Vendita di Alcolici: nuovo obbligo di licenza fiscale

Per effetto delle modifiche introdotte con l’art. 13 bis della legge n. 58 del 28 giugno 2019, di conversione del D.L. n. 34/2019 ( Decreto Crescita), viene ripristinato per gli esercizi pubblici, gli esercizi di intrattenimento pubblico, gli esercizi ricettivi e i rifugi alpini che esercitano la vendita di prodotti alcolici, il generale obbligo di denuncia di attivazione oltre che la necessità di munirsi della correlata licenza fiscale rilasciata dall’Ufficio delle dogane.

Sulla reintroduzione generalizzata della denuncia fiscale per la vendita dei prodotti alcolici è intervenuta l’Agenzia delle Dogane che, con la direttiva n. 131411/RU del 20 settembre 2019, ha fornito alcuni chiarimenti sugli effetti giuridici determinati dall’evoluzione normativa in relazione a determinate situazioni soggettive.

In primo luogo, il documento precisa che sono sottoposti all’obbligo di denuncia anche quegli operatori che medio tempore, ovvero dal 29 agosto 2017 al 29 giugno 2019, periodo intermedio in cui l’operatività dell’obbligo era stata parzialmente abrogata, hanno avviato l’attività.

Tali esercenti dovranno presentare all’Ufficio delle dogane territorialmente competente, entro il 31 dicembre 2019, la denuncia di attivazione di esercizio di vendita di alcolici.

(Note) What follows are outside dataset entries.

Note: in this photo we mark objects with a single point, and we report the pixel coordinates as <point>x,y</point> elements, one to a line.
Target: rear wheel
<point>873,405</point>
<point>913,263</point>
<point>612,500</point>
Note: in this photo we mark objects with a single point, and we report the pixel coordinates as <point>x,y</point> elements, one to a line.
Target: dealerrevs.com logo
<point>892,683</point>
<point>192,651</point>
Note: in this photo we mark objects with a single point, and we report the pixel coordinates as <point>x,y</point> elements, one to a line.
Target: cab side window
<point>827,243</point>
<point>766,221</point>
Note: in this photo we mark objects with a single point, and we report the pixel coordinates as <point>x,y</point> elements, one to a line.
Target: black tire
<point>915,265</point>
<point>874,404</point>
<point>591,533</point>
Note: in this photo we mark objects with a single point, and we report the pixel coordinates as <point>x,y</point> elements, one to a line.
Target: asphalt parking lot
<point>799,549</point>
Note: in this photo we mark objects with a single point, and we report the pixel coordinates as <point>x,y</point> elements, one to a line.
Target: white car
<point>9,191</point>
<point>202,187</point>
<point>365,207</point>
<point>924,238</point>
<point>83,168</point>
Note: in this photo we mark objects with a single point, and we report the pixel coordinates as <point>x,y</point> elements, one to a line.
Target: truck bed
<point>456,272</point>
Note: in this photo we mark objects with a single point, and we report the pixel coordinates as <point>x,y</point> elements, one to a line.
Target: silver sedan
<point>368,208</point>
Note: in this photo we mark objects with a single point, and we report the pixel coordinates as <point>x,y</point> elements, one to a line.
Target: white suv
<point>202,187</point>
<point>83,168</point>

A tal fine dovranno compilare e inviare l’apposito modello reperibile sul sito dell’Agenzia delle Dogane (www.adm.gov.it – Dogane – In un click – Accise – Modulistica).

Ciò vale anche per quegli esercenti che, avendo effettuato la comunicazione preventiva al SUAP in data anteriore al 29 agosto 2017, non abbiano completato il procedimento tributario di rilascio della licenza per l’intervenuta soppressione dell’obbligo di denuncia.

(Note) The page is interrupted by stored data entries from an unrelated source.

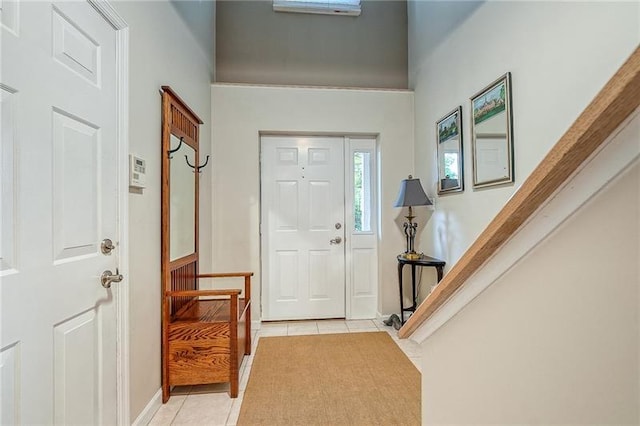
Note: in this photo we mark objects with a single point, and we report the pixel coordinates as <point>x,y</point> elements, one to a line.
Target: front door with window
<point>303,228</point>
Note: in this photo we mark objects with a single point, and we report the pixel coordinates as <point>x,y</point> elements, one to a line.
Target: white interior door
<point>59,201</point>
<point>303,218</point>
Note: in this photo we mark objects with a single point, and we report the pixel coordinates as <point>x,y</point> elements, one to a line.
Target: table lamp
<point>411,194</point>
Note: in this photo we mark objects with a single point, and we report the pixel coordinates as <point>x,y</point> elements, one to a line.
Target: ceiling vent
<point>321,7</point>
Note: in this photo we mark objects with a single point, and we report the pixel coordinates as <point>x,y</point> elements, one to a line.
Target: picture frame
<point>450,154</point>
<point>492,134</point>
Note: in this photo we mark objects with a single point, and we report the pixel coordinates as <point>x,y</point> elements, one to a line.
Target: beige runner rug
<point>331,379</point>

Invece, gli operatori che hanno avviato l’attività prima del 29 agosto 2017 ed in possesso della licenza fiscale non sono tenuti ad alcun ulteriore adempimento, in forza della piena efficacia della licenza in precedenza rilasciata.

Tuttavia, qualora nel periodo di vigenza della soppressione dell’obbligo di denuncia, siano intervenute variazioni nella titolarità dell’esercizio di vendita, l’attuale gestore deve darne tempestiva comunicazione al competente Ufficio delle Dogane al fine di procedere all’aggiornamento della licenza di esercizio.

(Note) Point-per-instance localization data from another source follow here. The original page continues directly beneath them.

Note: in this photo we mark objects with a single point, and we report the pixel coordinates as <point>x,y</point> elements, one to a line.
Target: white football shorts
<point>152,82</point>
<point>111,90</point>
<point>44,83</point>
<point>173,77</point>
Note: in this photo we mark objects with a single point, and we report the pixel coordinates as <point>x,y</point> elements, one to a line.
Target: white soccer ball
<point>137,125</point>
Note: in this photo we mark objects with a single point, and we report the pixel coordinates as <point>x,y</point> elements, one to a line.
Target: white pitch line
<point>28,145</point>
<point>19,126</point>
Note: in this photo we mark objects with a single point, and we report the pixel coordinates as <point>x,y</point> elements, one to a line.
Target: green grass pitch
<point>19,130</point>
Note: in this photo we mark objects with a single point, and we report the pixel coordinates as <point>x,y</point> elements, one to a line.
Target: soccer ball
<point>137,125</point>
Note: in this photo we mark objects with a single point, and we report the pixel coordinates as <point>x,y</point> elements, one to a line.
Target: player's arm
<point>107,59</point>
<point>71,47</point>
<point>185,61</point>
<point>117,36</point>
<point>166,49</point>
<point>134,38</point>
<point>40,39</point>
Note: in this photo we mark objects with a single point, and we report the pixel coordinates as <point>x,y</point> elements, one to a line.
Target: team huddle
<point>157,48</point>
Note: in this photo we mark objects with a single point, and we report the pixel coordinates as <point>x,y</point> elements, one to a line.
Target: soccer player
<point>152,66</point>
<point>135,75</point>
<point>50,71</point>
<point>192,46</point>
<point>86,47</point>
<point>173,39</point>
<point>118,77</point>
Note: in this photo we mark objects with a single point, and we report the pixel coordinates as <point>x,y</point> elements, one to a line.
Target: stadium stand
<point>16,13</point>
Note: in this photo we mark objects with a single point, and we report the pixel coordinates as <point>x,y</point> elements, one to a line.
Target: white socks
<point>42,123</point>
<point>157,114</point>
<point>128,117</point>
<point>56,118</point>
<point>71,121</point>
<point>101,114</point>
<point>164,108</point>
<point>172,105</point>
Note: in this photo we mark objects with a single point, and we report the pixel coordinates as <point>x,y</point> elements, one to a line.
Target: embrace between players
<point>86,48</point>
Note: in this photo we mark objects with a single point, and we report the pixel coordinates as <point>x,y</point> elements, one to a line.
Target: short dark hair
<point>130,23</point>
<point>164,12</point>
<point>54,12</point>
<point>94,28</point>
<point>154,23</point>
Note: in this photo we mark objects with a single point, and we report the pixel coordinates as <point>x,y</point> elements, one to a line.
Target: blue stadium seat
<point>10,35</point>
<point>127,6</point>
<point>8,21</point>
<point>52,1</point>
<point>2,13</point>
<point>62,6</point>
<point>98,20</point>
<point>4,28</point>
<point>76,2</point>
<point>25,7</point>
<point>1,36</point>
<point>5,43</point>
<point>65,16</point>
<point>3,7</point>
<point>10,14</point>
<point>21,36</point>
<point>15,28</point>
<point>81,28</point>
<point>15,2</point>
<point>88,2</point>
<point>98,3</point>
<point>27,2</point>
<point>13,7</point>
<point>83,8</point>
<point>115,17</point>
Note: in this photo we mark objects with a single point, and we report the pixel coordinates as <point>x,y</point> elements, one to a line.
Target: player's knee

Da ultimo, per le attività di vendita avviate dal 30 giugno 2019, la Sottosezione 1.10 della tabella A allegata al D.Lgs. 222/2016 dispone che la comunicazione da presentare al SUAP all’avvio della vendita al minuto o della somministrazione di alcolici vale quale denuncia fiscale all’Agenzia delle Dogane. In altri termini, la presentazione della comunicazione preventiva al SUAP, il quale è tenuto alla trasmissione della stessa all’Ufficio delle Dogane, assorbe la denuncia di attivazione ex articolo 29, comma 2, D.Lgs. 504/1995.

Dunque, qualora l’esercente si avvalga del modulo incardinato presso l’autorità comunale, non deve presentare la denuncia fiscale, sempre che la comunicazione sia stata trasmessa dal comune all’Ufficio delle dogane territorialmente competente.

Le attività di vendita di prodotti alcolici che avvengono nel corso di sagre, fiere, mostre ed eventi similari a carattere temporaneo e di breve durata, atteso il limitato periodo di svolgimento di tali manifestazioni, continuano a essere non soggette all’obbligo di denuncia fiscale.